The students separated into small groups, each to hear the story of the Holocaust, not from a historian or a teacher reading a textbook, but eye-witness accounts from survivors who had actually been there.

"I am an only child," started Klara Swimmer, an 84-year-old Holocaust survivor. "I am Hungarian. My father was taken to a slave labor camp when I was 18 - I never saw him again."

They were taken to the ghettos where she lived for a short time, she said.

It was during this period of time in the early 1940's that the term Jüdischer Wohnbezirk, or Jewish "ghetto," was first defined. It was located in the poorest neighborhood, surrounded by a wall, crowded, dark and damp with epidemics of typhoid and other diseases.

"We were told we had to go to the railroad station," Swimmer recalled. Tears filled her eyes as she described the cattle cars that she and her Jewish neighbors were forced into. The cars were locked, and they traveled for three days from Hungary without any food. During the trip people died; those in the cars couldn't get away from the bodies.

"When they opened the cars the whole place was dark except for flames in the distance. The German's yelled 'Get out! Get out!'," said Swimmer.

"We were separated; those who were healthy went in one direction, the rest went in another," Swimmer said, recalling with pain how she and her mother had been sent in different directions. Babies, the sick and the elderly were all sent in the same direction as her mother; sent to die by gas poisoning. The other group was tagged.

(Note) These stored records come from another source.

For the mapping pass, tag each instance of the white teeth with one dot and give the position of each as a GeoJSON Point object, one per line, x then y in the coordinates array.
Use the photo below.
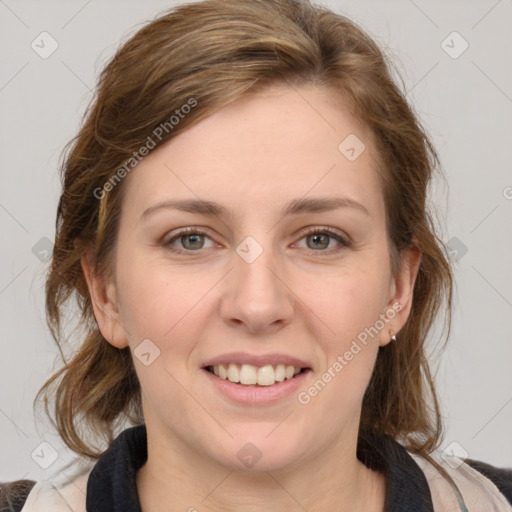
{"type": "Point", "coordinates": [266, 375]}
{"type": "Point", "coordinates": [233, 373]}
{"type": "Point", "coordinates": [280, 373]}
{"type": "Point", "coordinates": [289, 372]}
{"type": "Point", "coordinates": [248, 374]}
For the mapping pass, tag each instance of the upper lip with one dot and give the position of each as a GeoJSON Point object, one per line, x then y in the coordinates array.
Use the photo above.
{"type": "Point", "coordinates": [256, 360]}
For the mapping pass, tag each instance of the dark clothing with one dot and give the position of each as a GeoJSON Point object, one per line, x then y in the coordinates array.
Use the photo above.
{"type": "Point", "coordinates": [111, 486]}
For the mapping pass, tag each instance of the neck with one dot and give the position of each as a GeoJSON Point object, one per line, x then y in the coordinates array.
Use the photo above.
{"type": "Point", "coordinates": [179, 480]}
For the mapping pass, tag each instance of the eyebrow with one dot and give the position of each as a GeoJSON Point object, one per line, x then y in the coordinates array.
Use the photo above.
{"type": "Point", "coordinates": [294, 207]}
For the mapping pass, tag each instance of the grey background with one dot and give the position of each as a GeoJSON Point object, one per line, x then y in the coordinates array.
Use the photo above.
{"type": "Point", "coordinates": [465, 102]}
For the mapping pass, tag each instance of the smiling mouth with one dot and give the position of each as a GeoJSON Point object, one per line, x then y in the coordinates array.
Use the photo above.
{"type": "Point", "coordinates": [250, 375]}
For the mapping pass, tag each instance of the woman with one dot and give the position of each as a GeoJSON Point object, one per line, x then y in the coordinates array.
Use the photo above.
{"type": "Point", "coordinates": [243, 221]}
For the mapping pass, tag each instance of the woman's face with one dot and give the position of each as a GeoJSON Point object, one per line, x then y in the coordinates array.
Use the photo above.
{"type": "Point", "coordinates": [292, 269]}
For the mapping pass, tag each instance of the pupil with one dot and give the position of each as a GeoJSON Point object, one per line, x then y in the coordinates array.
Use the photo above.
{"type": "Point", "coordinates": [316, 238]}
{"type": "Point", "coordinates": [197, 240]}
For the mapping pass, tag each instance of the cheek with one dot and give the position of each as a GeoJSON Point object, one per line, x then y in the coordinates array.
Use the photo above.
{"type": "Point", "coordinates": [348, 300]}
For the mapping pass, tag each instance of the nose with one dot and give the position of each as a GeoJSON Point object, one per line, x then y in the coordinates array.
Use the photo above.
{"type": "Point", "coordinates": [256, 296]}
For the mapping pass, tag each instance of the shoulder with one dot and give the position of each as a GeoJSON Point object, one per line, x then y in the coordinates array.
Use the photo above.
{"type": "Point", "coordinates": [500, 477]}
{"type": "Point", "coordinates": [14, 494]}
{"type": "Point", "coordinates": [54, 495]}
{"type": "Point", "coordinates": [477, 485]}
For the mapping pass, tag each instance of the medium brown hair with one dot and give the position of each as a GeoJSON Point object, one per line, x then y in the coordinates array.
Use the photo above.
{"type": "Point", "coordinates": [213, 52]}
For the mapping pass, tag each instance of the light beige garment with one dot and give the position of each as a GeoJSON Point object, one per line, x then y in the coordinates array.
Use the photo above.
{"type": "Point", "coordinates": [478, 492]}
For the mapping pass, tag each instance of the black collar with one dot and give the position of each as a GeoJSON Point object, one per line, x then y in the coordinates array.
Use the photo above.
{"type": "Point", "coordinates": [111, 486]}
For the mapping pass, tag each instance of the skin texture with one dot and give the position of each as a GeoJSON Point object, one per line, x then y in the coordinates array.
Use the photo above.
{"type": "Point", "coordinates": [253, 157]}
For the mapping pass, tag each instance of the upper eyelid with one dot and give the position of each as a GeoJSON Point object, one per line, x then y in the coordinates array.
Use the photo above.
{"type": "Point", "coordinates": [307, 230]}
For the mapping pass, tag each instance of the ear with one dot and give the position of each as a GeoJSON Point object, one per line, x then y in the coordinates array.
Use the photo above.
{"type": "Point", "coordinates": [401, 292]}
{"type": "Point", "coordinates": [103, 294]}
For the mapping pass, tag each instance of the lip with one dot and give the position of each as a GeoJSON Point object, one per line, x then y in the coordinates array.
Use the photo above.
{"type": "Point", "coordinates": [256, 360]}
{"type": "Point", "coordinates": [256, 395]}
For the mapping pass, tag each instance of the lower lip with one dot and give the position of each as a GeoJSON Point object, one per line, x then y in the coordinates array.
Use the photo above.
{"type": "Point", "coordinates": [257, 395]}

"I was not engraved because they were already losing the war; they needed the ink. My number was 25,480," more than 60 years later Swimmer still recalled the number from her tag.

"What would you have done if you had been in my place?" she asked. "If I would have been smart enough and taken my mother to the border..." her voice trailed off.

Later, Swimmer and 300 women were shipped to a factory where they made hand grenades. They were fed a slice of bread and black water, called coffee, in the morning and a bowl of soup at night. Often people would try to be at the end of the lines because the meat in the soup came from rats.

"May 8, 1944, I had fallen sick and the next morning Allied soldiers rescued us. I was taken to a field hospital and I was given two injections of penicillin by American doctors," she said.

She then turned her attention to Guardsmen attending the event.

"We are so grateful to them [the Guard] and what they are doing for us," Swimmer said, grateful to the men and women in uniform who protect her freedom today. She named the service branches in turn, thanking each one. "You are so lucky to be born here and I am so grateful to be a citizen," she told the students.

"In my story, I have a message of freedom - a message of combating injustice," said Swimmer.